Степенный хозяин налаживал возок, разбирал вожжи, аккуратнее закрутил концы их за выступ облучка, распоряжался двумя сыновьями, выносившими сбрую и, кончив все, еще раз оправив вожжи и потрогав для чего-то оглобли, подошел, почесываясь, ко мне.
– Овсеца лошадкам засыпал… побегут лучше… В избу бы, покамест что… самоварчик…
– Самовар готовый?
– Самовар – дело минутное.
Я тяжело выбрался из возка и с наслаждением вытянулся, разминая окоченевшие от двухсуточной езды члены.
Отвратительное ощущение от такой езды – точно какая-то ледяная кора нарастает, и вы все глубже и глубже уходите куда-то внутрь этой коры. Точно и не вы уж, а кто-то другой и сидит и смотрит остановившимися глазами. Временами не то сон, не то дрема вдруг спустится, захватит вас и сразу оторвет и мысль и сознание, и опять выпустит. И сидишь, прижатый, и смотришь в эту бледную, мутно-молочную ночь. Льются и звенят колокольчики, разливаются и дрожат в мерзлом воздухе и уж, кажется, несутся из этой прозрачной, там глубже, розовой мути. И в этом розовом блеске чудится целый город, многоэтажные дома с рядами теплых окон. И вдруг мелькнет в них огонек и потянет к себе… Смотришь: нет, это не город, – это волны холодного тумана и не огонь в окне: это звездочка сверкнула с недосягаемой выси небес на белую, в саване, даль. И еще скучнее, еще неуютнее станет: лежишь, как мертвец, парализованный и только в каком-то отвлечении сознаешь, что живешь.
Зато хорошо в теплой, светлой избе. Ласковые приветливые лица. Хозяйка старуха стоит и снисходительно смотрит, поджав плотно руки, как меня раздевают. Другая баба, молодуха, – у перегородки, с печки глядит третья с бледным, испитым лицом, а за ней куча ребятишек выглядывает.
Это не радушие хохлов, – сдержанность проглядывает в каждом движении; но приветливость чувствуется.
В избе идет какой-то разговор. Чувствуется во всех какое-то особое удовлетворение и особенно в хозяйке. Она то разведет руками, то плотно-плотно прижмет их и задумается, и опять, точно вспомнив что-то, как-то удовлетворенно оживится, разведет руками и заговорит.

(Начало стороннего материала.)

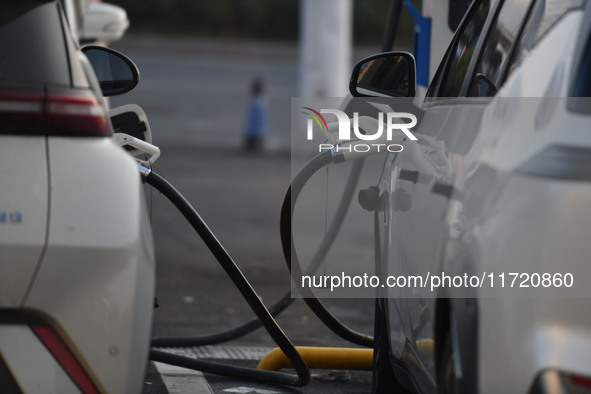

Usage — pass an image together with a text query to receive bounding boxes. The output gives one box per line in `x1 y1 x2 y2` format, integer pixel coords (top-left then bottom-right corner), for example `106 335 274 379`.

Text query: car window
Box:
511 0 585 71
426 0 491 97
0 2 71 86
467 0 532 97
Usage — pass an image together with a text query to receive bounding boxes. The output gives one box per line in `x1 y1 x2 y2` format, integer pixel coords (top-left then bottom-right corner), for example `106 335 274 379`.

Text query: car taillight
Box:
0 93 45 134
31 325 98 394
0 91 111 136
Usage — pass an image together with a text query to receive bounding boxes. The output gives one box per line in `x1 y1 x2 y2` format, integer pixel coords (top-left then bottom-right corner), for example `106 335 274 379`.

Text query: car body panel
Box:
376 0 591 393
0 136 49 308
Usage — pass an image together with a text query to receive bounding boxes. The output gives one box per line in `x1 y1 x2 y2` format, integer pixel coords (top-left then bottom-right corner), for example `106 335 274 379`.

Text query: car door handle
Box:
431 182 454 198
398 169 419 183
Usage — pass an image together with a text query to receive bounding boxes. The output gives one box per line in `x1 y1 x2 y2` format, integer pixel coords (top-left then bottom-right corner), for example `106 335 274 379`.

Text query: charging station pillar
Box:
300 0 352 97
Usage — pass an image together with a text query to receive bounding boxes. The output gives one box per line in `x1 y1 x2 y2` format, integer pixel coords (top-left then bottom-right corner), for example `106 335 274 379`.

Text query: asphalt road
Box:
111 37 382 392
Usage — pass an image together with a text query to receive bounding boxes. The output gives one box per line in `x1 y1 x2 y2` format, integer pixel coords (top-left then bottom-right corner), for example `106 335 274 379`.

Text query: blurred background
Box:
103 0 413 346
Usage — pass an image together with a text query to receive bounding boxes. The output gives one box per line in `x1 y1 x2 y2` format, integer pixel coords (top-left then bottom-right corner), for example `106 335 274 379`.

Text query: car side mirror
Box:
469 73 498 97
349 52 417 97
80 2 129 43
82 45 140 97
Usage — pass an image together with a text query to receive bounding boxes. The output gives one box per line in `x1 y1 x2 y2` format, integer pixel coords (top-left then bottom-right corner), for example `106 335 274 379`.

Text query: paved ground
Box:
112 37 382 392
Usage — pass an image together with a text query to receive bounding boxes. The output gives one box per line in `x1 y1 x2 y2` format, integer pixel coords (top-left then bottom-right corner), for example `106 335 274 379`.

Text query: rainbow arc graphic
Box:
302 107 328 131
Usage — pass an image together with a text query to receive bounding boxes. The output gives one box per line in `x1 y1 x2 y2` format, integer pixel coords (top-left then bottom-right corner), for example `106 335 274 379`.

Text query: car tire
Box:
372 298 408 394
437 331 460 394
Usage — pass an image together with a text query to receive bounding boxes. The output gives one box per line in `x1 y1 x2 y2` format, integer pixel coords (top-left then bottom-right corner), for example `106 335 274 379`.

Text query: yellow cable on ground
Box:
257 346 373 371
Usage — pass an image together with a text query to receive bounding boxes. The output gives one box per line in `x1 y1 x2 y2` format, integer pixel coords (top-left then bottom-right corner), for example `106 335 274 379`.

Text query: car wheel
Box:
437 332 460 394
372 298 408 394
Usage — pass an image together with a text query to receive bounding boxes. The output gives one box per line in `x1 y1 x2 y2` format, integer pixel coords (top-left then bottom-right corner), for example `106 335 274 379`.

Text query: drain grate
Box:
151 346 273 360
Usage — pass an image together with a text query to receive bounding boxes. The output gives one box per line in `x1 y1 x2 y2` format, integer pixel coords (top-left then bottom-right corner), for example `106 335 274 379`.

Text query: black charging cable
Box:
144 172 310 387
280 151 373 347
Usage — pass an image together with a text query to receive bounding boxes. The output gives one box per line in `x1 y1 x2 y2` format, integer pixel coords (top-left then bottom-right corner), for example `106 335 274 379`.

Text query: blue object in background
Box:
245 78 267 151
246 94 267 139
404 0 431 87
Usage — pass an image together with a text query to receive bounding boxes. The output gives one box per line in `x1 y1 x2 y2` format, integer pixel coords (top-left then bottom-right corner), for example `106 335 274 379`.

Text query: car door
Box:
380 0 532 391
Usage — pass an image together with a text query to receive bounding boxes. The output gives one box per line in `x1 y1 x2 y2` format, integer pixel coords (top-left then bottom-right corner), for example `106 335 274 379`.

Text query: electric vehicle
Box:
0 0 155 393
351 0 591 393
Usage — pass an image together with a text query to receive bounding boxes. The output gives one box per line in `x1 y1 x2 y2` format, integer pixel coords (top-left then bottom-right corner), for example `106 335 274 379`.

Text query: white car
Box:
0 0 155 393
351 0 591 393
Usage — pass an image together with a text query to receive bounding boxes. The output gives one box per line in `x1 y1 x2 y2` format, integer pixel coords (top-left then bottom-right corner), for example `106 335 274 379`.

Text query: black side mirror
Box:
349 52 417 97
82 45 140 97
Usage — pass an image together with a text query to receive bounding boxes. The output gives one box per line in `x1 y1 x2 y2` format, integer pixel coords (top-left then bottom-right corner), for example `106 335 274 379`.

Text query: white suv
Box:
351 0 591 393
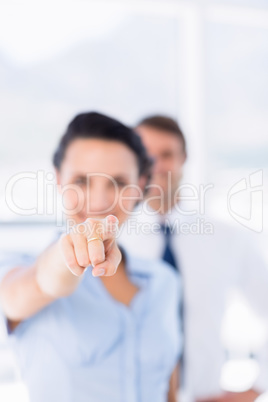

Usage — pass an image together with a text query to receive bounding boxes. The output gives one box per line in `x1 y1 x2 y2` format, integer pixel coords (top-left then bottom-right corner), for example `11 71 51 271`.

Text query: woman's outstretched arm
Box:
0 216 121 324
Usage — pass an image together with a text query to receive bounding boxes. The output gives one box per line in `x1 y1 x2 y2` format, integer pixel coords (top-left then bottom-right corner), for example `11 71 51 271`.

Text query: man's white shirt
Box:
118 204 268 398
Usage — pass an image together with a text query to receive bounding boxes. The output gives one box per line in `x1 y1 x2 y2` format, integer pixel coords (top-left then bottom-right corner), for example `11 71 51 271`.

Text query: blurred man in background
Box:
119 115 268 402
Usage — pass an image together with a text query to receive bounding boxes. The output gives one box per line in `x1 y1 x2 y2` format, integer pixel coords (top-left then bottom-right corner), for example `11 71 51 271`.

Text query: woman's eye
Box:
116 180 127 187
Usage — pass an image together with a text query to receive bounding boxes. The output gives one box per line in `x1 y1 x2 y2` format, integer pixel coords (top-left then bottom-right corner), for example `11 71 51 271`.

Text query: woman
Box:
0 113 181 402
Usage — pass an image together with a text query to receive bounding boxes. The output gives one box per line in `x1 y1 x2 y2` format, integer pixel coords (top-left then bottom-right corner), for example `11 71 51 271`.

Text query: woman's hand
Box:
59 215 121 276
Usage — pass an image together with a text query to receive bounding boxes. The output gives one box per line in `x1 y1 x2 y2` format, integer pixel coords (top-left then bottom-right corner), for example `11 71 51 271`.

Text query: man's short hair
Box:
136 115 186 152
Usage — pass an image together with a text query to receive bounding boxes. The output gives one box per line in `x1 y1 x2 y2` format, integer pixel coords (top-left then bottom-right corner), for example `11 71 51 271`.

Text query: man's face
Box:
136 125 186 197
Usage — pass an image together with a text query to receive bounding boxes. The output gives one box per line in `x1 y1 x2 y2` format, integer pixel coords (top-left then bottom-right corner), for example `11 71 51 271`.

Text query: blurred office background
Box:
0 0 268 400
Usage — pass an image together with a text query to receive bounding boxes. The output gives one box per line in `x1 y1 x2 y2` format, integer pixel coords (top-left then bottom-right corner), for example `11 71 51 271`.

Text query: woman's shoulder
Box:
126 253 180 286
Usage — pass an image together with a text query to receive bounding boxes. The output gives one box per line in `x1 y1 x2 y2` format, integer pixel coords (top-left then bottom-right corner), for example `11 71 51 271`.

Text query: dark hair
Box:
53 112 152 180
136 115 186 153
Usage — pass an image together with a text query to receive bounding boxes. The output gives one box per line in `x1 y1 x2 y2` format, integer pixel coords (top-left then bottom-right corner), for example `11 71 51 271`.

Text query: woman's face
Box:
57 138 145 224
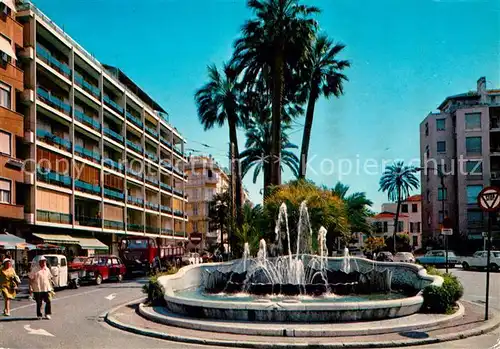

Я все вспоминаю Малороссию, колядки, оживление, и еще бледнее вырисовывается этот великий вечер в этой прозаичной избе. И опять я слушаю. Все тот же неинтересный, будничный разговор и все то же удовлетворение и интерес и в говорящем и в слушающих. Все смотрят, слушают; дети подперлись и свесили свои головки с печки, и у всех глаза так оживленно, так мягко смотрят на говорящего. Точно говорится не о том, что я слышу, а о чем-то другом, чего я не знаю. А они знают и понимают. Я один не знаю, и они знают, что я не знаю, и от этого их лица светлеют так, точно, кроме этой лампы, еще льет откуда-то свет, мягкий, ровный, спокойный. Точно что-то скрытое, неуловимое разливается, охватывает всех и сливается в одно целое.